Humane Watch, a project of the nonprofit Center for Consumer Freedom (CCF), released a second 50-state report, “Not Your Local Humane Society,” exposing the failure of the Humane Society of the United States (HSUS) to share a significant portion of its multi-million-dollar budget with local animal shelters.

HSUS advertises the plight of homeless and abused dogs and cats to tug at the heart strings and wallets of America’s pet lovers. But a CCF analysis finds HSUS is a “Humane Society” in name only, sharing just $527,566 or 0.4% of its $120 million budget with animal shelters nationwide in 2010. HSUS spent $47 million on fundraising and $32 million in hedge funds.

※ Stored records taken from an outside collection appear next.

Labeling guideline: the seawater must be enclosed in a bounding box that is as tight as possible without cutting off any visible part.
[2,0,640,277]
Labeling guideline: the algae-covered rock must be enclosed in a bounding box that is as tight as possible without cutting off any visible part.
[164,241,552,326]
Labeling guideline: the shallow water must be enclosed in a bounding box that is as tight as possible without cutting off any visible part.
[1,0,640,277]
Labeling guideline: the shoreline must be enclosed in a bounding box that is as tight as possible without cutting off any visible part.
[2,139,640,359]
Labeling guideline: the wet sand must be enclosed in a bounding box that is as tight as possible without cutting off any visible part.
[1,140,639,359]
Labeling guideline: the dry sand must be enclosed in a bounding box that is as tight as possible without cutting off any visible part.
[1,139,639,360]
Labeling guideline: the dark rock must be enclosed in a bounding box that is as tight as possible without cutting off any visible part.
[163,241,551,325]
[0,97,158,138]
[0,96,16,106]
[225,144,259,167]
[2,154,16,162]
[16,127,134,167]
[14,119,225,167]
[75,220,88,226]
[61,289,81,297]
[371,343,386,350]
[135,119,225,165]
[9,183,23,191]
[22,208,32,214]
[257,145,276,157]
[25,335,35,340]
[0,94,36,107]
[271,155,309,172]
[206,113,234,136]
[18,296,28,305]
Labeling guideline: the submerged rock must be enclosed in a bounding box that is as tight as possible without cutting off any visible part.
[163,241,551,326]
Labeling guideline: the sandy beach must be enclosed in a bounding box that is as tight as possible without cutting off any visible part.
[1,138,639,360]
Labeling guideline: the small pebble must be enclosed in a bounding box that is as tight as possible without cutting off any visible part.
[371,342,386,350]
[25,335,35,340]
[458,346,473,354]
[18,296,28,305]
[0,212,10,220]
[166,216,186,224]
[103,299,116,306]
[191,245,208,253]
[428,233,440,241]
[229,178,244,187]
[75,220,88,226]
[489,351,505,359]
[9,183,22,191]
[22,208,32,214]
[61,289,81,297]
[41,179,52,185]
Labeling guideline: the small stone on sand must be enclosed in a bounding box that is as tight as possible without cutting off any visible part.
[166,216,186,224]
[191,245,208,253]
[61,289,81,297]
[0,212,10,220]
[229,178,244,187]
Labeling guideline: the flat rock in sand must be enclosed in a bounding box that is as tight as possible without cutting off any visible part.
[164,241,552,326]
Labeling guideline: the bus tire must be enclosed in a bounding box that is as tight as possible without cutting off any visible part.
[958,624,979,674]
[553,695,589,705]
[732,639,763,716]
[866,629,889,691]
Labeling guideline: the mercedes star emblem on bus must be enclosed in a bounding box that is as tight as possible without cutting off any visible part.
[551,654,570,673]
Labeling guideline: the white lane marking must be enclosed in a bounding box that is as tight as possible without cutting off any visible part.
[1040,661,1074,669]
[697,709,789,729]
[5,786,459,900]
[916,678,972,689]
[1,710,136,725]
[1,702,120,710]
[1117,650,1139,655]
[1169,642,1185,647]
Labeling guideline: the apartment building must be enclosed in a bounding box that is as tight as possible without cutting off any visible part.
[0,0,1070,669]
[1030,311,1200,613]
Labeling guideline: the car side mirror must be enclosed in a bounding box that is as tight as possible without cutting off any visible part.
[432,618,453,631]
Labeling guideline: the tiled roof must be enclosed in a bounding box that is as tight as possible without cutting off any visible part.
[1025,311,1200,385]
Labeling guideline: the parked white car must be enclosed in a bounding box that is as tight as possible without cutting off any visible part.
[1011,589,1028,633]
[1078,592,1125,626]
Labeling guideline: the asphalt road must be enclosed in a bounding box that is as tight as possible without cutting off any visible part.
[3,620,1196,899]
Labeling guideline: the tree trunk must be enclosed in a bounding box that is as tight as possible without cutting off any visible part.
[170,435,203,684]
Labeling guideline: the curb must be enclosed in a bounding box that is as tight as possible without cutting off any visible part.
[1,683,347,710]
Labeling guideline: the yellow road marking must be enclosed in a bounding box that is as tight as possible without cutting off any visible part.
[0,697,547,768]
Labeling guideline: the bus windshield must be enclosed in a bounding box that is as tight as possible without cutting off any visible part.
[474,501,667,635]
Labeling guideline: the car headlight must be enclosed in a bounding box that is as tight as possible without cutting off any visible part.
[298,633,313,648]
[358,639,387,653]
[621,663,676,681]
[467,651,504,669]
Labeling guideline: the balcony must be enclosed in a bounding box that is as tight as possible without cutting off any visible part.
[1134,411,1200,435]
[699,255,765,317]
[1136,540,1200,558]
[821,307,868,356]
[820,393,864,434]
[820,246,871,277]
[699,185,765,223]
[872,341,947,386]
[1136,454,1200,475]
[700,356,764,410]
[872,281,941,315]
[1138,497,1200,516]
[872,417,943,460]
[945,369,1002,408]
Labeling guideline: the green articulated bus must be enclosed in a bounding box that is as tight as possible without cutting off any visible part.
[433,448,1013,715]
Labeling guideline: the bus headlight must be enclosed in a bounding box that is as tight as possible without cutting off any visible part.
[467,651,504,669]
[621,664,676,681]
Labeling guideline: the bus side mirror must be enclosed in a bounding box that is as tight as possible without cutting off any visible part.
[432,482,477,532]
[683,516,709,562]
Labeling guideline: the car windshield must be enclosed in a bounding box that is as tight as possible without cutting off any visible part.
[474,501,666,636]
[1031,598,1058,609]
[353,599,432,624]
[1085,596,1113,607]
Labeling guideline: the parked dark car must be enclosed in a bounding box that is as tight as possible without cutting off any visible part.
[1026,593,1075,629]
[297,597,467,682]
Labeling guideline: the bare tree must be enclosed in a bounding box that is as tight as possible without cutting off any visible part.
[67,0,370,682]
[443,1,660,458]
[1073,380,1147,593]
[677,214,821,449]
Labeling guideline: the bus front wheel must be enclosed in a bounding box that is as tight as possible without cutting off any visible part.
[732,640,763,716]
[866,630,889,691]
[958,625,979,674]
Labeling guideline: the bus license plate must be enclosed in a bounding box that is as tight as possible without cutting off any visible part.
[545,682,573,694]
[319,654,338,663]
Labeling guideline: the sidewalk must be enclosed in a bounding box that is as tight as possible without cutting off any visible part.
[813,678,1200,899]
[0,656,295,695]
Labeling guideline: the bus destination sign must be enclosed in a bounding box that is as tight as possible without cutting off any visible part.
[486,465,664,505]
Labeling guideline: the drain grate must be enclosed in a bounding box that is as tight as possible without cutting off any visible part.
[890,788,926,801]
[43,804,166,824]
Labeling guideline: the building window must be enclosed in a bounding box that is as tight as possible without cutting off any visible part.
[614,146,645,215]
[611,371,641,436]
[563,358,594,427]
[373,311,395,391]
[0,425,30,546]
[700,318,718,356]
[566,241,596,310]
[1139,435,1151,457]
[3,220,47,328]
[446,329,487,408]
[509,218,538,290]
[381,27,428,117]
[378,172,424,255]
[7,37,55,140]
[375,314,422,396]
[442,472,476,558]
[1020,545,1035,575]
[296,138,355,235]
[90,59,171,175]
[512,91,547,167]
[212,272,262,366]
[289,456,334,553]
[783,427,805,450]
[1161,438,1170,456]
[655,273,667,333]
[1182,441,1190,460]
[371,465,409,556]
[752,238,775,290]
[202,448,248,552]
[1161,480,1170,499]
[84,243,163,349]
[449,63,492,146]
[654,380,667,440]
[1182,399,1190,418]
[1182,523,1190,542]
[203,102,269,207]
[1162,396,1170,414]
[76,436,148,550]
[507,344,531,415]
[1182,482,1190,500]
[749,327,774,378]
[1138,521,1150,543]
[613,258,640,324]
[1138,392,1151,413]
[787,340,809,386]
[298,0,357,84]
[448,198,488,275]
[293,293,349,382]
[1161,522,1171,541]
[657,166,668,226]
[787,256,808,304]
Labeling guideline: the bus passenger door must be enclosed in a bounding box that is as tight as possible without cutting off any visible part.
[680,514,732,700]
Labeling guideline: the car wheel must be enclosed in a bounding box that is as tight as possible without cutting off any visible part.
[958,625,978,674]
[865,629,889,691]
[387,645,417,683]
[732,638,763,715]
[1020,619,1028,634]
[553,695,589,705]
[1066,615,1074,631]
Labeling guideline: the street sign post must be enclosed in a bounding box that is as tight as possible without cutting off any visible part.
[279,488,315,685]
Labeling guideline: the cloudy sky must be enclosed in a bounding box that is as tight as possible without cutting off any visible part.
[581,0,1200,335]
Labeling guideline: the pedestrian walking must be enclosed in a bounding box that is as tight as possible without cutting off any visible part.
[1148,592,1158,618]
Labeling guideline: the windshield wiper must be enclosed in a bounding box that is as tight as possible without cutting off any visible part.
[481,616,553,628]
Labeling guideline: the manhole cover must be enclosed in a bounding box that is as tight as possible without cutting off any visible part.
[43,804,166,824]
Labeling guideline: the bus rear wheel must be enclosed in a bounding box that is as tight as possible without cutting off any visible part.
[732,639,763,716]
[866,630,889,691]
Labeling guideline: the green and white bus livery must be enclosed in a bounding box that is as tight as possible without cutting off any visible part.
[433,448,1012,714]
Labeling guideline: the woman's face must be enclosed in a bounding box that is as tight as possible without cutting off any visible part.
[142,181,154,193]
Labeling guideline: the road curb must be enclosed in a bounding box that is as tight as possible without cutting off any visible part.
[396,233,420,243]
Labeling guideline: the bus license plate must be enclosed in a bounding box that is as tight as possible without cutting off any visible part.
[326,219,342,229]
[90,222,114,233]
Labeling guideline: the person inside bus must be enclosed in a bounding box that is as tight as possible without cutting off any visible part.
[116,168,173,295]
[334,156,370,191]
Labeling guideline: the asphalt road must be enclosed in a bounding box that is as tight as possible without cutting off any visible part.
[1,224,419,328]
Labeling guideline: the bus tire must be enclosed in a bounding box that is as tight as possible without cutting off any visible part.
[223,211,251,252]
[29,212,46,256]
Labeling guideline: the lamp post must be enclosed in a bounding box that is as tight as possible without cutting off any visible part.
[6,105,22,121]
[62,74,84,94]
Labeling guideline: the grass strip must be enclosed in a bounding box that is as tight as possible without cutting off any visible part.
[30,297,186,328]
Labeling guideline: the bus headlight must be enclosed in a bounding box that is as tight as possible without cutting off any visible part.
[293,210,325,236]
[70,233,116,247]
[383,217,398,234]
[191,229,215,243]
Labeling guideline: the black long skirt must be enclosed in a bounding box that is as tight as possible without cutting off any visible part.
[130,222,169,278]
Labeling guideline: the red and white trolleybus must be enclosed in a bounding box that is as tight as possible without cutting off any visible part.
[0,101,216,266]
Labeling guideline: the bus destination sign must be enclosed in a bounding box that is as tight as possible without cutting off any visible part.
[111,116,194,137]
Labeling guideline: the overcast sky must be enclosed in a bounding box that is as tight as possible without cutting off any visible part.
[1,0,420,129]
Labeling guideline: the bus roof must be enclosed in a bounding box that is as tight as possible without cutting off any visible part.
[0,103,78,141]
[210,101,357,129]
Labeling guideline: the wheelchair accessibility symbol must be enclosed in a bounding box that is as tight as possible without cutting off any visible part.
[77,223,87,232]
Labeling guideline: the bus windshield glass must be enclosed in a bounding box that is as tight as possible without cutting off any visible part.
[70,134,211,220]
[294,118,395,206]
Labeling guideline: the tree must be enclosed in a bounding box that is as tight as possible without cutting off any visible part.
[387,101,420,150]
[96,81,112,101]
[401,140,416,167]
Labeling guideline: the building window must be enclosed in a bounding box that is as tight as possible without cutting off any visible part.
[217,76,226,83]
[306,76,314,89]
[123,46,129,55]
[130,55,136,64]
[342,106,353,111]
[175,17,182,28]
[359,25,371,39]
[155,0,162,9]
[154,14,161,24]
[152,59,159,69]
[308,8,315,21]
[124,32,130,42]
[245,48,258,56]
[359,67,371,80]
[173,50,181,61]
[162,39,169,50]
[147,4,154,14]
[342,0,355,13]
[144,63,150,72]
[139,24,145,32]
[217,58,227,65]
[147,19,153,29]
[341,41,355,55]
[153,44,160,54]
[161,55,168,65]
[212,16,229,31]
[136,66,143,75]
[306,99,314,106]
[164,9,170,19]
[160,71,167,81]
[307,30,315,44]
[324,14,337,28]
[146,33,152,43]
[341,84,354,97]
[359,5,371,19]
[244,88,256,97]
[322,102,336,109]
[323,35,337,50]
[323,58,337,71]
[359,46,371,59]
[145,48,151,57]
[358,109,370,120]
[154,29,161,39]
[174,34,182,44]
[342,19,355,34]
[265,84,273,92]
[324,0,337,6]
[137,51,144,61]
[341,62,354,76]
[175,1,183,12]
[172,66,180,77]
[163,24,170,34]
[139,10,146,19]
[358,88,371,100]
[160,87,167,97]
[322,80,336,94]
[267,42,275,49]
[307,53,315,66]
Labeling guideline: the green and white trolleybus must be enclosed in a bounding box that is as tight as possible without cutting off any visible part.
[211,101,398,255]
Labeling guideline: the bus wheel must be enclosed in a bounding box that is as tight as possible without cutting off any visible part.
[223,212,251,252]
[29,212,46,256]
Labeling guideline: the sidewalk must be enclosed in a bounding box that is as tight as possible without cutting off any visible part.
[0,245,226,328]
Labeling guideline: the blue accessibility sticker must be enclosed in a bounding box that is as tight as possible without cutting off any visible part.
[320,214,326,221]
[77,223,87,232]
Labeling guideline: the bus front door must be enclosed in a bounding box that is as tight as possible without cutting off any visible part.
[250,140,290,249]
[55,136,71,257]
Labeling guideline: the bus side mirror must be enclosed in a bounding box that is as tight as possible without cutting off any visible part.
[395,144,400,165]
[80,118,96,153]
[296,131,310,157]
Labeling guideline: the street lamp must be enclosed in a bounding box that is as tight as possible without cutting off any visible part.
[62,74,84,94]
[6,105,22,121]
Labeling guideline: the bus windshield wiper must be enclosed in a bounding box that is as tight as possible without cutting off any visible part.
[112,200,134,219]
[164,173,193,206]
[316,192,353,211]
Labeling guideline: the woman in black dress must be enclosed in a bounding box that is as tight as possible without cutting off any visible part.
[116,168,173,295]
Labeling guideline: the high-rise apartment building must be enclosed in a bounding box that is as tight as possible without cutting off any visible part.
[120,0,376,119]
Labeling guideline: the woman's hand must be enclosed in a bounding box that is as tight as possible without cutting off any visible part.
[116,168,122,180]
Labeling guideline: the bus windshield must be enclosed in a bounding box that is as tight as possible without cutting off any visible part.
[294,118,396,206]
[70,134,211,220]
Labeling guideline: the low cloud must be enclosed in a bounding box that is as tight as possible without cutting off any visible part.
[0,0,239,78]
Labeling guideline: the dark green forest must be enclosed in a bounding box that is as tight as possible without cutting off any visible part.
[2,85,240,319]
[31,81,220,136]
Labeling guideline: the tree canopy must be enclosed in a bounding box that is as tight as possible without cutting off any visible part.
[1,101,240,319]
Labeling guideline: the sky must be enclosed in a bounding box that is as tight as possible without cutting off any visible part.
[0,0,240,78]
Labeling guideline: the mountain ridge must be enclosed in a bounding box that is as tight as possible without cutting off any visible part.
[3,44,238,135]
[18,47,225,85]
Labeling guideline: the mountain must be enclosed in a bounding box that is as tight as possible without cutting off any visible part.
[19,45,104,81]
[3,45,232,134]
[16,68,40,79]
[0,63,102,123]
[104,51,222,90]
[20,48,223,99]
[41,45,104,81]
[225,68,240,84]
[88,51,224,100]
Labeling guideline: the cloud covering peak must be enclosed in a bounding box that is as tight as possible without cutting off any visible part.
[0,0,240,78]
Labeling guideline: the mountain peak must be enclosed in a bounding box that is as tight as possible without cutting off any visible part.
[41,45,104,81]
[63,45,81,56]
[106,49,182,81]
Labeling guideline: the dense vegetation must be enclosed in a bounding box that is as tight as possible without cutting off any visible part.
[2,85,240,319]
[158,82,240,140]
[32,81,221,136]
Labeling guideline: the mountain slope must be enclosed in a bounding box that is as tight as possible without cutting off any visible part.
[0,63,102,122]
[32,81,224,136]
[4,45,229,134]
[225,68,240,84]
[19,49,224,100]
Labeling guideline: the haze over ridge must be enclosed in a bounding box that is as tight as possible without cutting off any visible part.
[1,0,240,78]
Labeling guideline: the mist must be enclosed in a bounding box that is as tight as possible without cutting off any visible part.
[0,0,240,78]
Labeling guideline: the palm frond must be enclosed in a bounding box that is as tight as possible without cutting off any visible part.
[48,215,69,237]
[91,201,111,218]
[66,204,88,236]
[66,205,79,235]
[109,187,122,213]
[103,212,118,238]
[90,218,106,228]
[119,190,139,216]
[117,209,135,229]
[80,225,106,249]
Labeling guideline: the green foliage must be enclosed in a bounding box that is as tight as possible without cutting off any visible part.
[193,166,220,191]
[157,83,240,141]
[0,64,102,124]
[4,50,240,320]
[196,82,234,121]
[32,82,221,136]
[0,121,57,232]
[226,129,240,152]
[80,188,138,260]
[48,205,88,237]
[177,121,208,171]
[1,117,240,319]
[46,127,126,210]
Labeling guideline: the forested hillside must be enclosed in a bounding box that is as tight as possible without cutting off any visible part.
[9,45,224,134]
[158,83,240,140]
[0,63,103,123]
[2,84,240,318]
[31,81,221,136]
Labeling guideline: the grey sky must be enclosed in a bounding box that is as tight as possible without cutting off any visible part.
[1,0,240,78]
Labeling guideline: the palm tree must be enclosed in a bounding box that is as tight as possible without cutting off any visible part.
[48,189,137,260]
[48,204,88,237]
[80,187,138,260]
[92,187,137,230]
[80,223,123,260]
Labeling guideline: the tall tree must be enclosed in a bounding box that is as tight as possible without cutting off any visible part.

“The Humane Society of the United States would like Americans to believe it provides significant monetary support to local hands-on shelters, but their financial records tell an inconvenient truth,” says Rick Berman, CCF’s executive director. “As local shelters struggle to keep their doors opens, HSUS is raising millions of dollars a month from unwitting donors to bankroll an animal rights agenda and fund a huge staff of lawyers and lobbyists, a bloated executive pension plan and exorbitant fundraising expenses. Meanwhile, HSUS doesn’t run a single shelter for the abandoned dogs and cats that are so plentiful in its ads.”

HSUS raised a staggering $131 million in 2010, mostly from Americans who trusted the organization to use the funds for local pet shelters. A recent poll found that over 71% of Americans mistakenly believe that HSUS is a pet-shelter umbrella group, while 59% mistakenly believe HSUS contributes most of its money to local pet-care groups.

“With over $215 million in assets, HSUS could clearly afford to live up to its undeserved reputation as a major contributor to local shelters,” Bierman says. “By continuing to drain precious resources from local shelters, HSUS is only proving it’s not a true humane society.”